The Netflix movie about a divorcee’s transformational hiking trip is a toasty adaptation of Katherine Center’s best-selling 2015 novel of the same name, which was a Spa Week Daily Book Club pick and a Women’s Fiction Best Bet at the romance books website Heroes and Heartbreakers.

Helen (Kemper), is a schoolteacher who used to be fun. She is so not fun any more that she has renounced sugar and attends pirate-themed costume parties in a beige work suit. To be fair, her marriage has recently ended. All we know of her ex-husband is he is a buffoon who falls on his face in a flashback scene, and that fidelity was not his strong suit.

The ink has barely dried on the divorce papers before Helen leaves Pittsburgh and sets off for a quick visit to her self-fulfilled and wine-club tipsy grandmother (a glowing Blythe Danner) to be followed by an invigorating three-week stint of no rest and relaxation along the Appalachian trail. Her hiking trip comes with a gaggle of semi-quirky strangers. Well, all strangers except for one: Helen’s brother’s smoldering and supposedly annoying best friend Jake (Yellowstone’s Luke Grimes) has also signed up to join Kemper on her gorpcore journey.

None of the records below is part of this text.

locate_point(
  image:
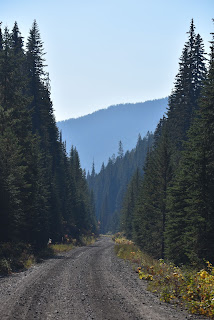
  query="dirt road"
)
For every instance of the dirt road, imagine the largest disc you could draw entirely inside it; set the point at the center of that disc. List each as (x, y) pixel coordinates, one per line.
(86, 283)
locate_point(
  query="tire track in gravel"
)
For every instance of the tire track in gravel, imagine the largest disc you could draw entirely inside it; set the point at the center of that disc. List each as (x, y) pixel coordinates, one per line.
(86, 283)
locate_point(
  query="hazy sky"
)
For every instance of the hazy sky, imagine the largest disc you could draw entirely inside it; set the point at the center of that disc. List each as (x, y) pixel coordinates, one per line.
(104, 52)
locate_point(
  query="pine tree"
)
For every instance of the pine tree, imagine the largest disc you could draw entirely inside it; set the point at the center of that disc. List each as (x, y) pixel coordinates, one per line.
(191, 198)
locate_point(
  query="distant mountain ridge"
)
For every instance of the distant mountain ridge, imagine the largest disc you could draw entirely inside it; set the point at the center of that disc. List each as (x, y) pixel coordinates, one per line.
(96, 136)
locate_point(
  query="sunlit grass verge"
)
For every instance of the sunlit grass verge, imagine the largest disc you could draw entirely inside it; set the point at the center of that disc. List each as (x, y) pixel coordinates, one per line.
(15, 257)
(60, 247)
(184, 286)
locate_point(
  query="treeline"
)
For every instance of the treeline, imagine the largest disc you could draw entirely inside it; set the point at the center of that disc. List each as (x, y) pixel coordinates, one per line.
(110, 184)
(43, 192)
(172, 215)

Luke’s orientation-night appearance comes as a shock to Helen, and likely to zero viewers. There are few elements of surprise where Jake is concerned. A sleepy-eyed doctor with seriously great hair, Jake floats through the movie gazing at Helen with wistful affection. In lieu of a sparky will-they-or-won’t-they story, writer-director Vicky Wright presents a conflict-free feature whose animating question is whether Helen will ever realize that this dreamy guy is, like, totally into her.

The ragtag-lite crew of 40 and unders includes Hugh, a Telfar bag-toting wannabe actor (Nico Santos of Crazy Rich Asians), and Kaylee (Gus Birney, daughter of legendary actor Reed Birney), a ukulele-strumming scatterbrain who turns out to be a master investor. Shampoo and such are out of the question, but the group never looks anything but presentable. Kaylee’s propensity for hot pink notwithstanding, the hikers’ REI and Patagonia threads all conform to the same soothing palette of a Starbucks interior.

Helen has arrived with a list of three intentions. One of them is to “find a deeper connection to nature”. This manifests as her sleeping in a tent and ogling the sun-dappled splendor of Connecticut and New York. This is a gentle movie, and there are no calamitous run-ins with bears or desperate dinners of fire-roasted ferns and tree bark. Packed with sweeping shots of gorgeous foliage, the film is a leaf peepers’ paradise. There’s even a gift under the tree for Christmas movie fans: the group, some of whom march by day in tank tops, exult in the year’s first snowfall in a head-scratching scene (then again, who knows anything about weather patterns these days).

Throughout it all, Kemper visibly strains to temper her comedic impulses. Sometimes she delivers her lines with a quickness that feels refreshingly out of place, but it’s mostly call-and-response songs along the trails and heart to hearts under the stars. The production might inspire some to take a hike. Others might find themselves digging up evidence of the Kemper of yore – not the debutante, but the whip-smart goofball who wrote an essay in which she fantasized about a deathbed conversation about her SoulCycle accomplishments with her granddaughter Cabinet (“No, popular girl names don’t get any less weird in the future”), who shared a riddle in a New York Times video. “Why can’t you hear a pterodactyl go to the bathroom?” She leans back and raises her brow just so. “Because the P is silent.”

One can only hope the journey was therapeutic for Kemper, too. A cuckoo clock of a mind is a terrible thing to waste.